All Products
Search
Document Center

OpenLake:Open Source Lakehouse

Last Updated:Feb 11, 2026

Overview

In the era of digital operations, gaming companies need fine-grained analysis of player behavior to improve retention, monetization, and engagement. Traditional data warehouse architectures face high costs, poor scalability, and engine fragmentation.

This solution is built on the Alibaba Cloud OpenLake open source lakehouse framework and uses the following core components:

  • EMR Serverless Spark: A serverless Spark engine for efficient ETL.

  • Paimon: A unified streaming-batch lake storage format that supports ACID transactions, schema evolution, and time travel.

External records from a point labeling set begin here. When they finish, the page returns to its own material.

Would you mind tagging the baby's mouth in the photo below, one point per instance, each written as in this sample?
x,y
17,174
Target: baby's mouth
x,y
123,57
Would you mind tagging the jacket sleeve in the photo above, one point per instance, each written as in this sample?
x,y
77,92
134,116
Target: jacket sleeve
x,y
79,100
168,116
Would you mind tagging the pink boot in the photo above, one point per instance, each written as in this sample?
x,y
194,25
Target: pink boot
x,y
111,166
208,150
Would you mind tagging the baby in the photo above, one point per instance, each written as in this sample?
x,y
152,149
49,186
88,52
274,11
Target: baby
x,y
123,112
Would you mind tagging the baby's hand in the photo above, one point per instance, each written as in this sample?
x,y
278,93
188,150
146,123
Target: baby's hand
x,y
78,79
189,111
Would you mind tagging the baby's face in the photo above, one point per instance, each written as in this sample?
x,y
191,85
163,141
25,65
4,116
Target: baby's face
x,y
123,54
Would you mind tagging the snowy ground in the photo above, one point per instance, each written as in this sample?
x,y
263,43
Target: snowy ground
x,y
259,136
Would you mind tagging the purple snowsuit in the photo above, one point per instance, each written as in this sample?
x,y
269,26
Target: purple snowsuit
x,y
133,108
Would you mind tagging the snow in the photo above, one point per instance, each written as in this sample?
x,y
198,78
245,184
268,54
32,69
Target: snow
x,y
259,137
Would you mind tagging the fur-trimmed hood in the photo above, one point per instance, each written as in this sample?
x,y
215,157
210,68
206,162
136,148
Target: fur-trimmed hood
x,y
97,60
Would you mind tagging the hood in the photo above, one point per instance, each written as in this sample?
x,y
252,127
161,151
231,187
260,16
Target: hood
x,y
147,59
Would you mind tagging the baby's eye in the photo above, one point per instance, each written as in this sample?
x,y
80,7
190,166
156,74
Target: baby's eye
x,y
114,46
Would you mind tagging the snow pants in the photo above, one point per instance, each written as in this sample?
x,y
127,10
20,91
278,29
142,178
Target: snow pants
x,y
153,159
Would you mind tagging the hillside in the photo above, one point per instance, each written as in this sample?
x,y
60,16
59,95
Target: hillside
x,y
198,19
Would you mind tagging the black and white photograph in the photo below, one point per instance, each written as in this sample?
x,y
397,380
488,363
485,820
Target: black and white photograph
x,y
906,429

  • DLF (Data Lake Formation): Unified metadata management that connects Spark, StarRocks, Flink, and other engines.

  • StarRocks: A high-speed unified analytics engine that supports high-concurrency point queries and complex OLAP.

With this solution, you can:

  • Model data in layers—from raw logs in OSS to the DWD and ADS layers.

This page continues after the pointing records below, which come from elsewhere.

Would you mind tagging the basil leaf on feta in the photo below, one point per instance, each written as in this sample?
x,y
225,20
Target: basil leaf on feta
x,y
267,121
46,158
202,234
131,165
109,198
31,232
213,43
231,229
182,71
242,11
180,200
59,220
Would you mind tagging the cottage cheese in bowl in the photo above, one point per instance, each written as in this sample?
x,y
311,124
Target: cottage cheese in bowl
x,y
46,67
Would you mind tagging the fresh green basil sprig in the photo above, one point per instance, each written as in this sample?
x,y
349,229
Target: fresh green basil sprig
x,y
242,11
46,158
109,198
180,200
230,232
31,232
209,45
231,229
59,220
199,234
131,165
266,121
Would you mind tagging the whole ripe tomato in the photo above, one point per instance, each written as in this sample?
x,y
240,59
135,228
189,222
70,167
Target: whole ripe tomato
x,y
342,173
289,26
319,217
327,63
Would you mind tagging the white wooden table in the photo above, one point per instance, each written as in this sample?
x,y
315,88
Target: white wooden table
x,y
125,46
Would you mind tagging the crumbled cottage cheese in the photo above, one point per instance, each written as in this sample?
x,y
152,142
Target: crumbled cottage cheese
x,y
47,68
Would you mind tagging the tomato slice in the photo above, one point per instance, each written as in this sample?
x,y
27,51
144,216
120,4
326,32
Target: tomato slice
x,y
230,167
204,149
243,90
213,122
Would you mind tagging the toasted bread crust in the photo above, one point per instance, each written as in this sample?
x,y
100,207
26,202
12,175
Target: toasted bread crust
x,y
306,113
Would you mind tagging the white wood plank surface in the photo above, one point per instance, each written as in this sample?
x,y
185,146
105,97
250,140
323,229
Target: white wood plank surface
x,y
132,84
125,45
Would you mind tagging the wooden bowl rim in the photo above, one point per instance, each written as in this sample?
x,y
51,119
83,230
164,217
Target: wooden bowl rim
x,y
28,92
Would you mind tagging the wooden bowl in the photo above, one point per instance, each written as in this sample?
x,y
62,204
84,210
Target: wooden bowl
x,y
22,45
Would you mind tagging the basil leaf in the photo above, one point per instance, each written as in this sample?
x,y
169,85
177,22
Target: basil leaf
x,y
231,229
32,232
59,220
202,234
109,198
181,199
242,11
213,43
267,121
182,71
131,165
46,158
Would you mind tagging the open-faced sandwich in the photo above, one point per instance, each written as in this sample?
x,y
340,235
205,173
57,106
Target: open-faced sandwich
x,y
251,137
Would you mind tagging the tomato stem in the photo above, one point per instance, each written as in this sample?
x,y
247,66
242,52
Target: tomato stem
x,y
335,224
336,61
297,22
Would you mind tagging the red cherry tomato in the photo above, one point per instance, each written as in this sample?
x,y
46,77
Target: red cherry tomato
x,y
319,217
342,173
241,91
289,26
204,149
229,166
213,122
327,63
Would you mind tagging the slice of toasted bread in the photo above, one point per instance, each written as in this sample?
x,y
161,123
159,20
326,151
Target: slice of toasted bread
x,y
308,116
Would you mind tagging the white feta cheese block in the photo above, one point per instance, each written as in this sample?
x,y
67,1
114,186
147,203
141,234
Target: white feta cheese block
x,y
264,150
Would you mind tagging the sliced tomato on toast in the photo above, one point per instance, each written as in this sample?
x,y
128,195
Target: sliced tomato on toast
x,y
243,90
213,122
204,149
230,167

  • Run flexible, powerful batch ETL with Spark.

  • Write processed results to Paimon lake tables for multi-engine sharing.

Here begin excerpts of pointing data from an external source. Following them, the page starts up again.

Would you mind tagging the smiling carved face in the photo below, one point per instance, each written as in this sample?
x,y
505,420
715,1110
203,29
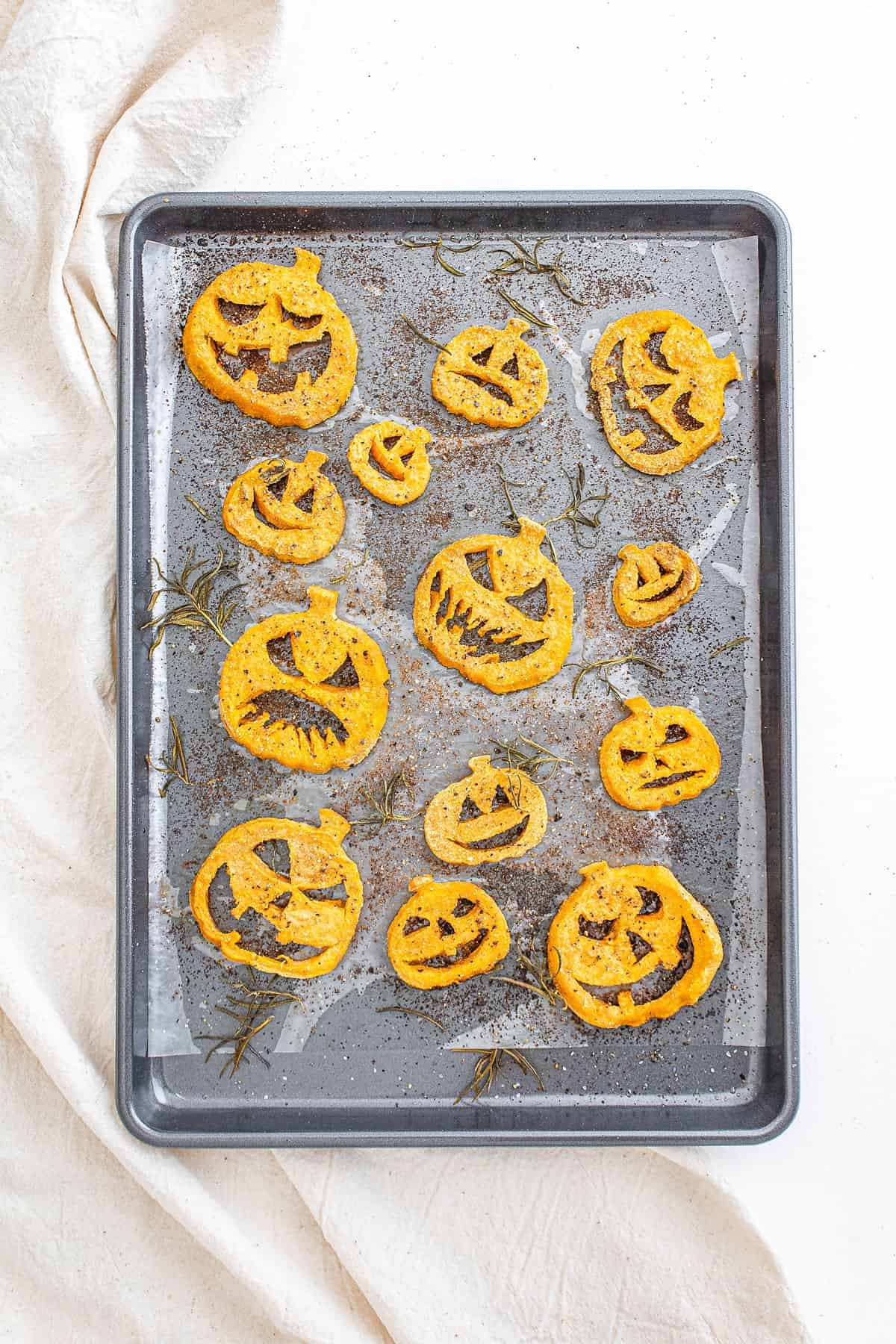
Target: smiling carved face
x,y
657,757
273,342
492,376
630,944
669,371
305,688
281,906
447,932
489,816
496,609
287,510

  • Query lake or internal tables directly with StarRocks to power BI reports and ad hoc analysis.

Architecture Diagram

Prerequisites

Complete the following preparations:

Product

Action

EMR Serverless

Create a Spark compute cluster and attach DLF permissions.

DLF

Enable the service. Create a Paimon catalog in your target region and get the Catalog ID.

StarRocks

Deploy an EMR Serverless StarRocks instance (optional—skip if you use only Spark + Paimon).

DataWorks

Run Spark ETL scripts.

Procedure

Step 1: Configure environment variables (run in Notebook)

%emr_serverless_spark

DLF_CATALOG_ID = "clg-paimon-e62c8d1e8fa04ee097be4870af155296"  # ← Replace with your DLF Catalog ID
REGION = "cn-hangzhou"                                           # ← Replace with your region

print(f"DLF Catalog ID: {DLF_CATALOG_ID}")
print(f"Region: {REGION}")

Step 2: Initialize Spark Session and verify data sources

from pyspark.sql import SparkSession

OSS_PUBLIC_BUCKET = f"emr-starrocks-benchmark-resource-{REGION}"
PROFILE_SRC_GLOB = f"oss://{OSS_PUBLIC_BUCKET}/sr_game_demo_v2/user_profile/*.parquet"
EVENT_SRC_GLOB   = f"oss://{OSS_PUBLIC_BUCKET}/sr_game_demo_v2/user_event/*.parquet"

spark = (
    SparkSession.builder
    .appName("DLF-Paimon-Ingest-sr_game_demo_v2")
    .config("spark.dlf.catalog.id", DLF_CATALOG_ID)
    .config("spark.dlf.region", REGION)
    .config("spark.hadoop.fs.oss.endpoint", f"oss-{REGION}-internal.aliyuncs.com")
    .enableHiveSupport()
    .getOrCreate()
)

# Verify files exist
def glob_count(path_glob: str) -> int:
    from py4j.java_gateway import java_import
    jvm = spark._jvm
    hconf = spark.sparkContext._jsc.hadoopConfiguration()
    Path = jvm.org.apache.hadoop.fs.Path
    p = Path(path_glob)
    fs = p.getFileSystem(hconf)
    stats = fs.globStatus(p)
    return 0 if stats is None else len(stats)

print("profile matched:", glob_count(PROFILE_SRC_GLOB))
print("event matched:  ", glob_count(EVENT_SRC_GLOB))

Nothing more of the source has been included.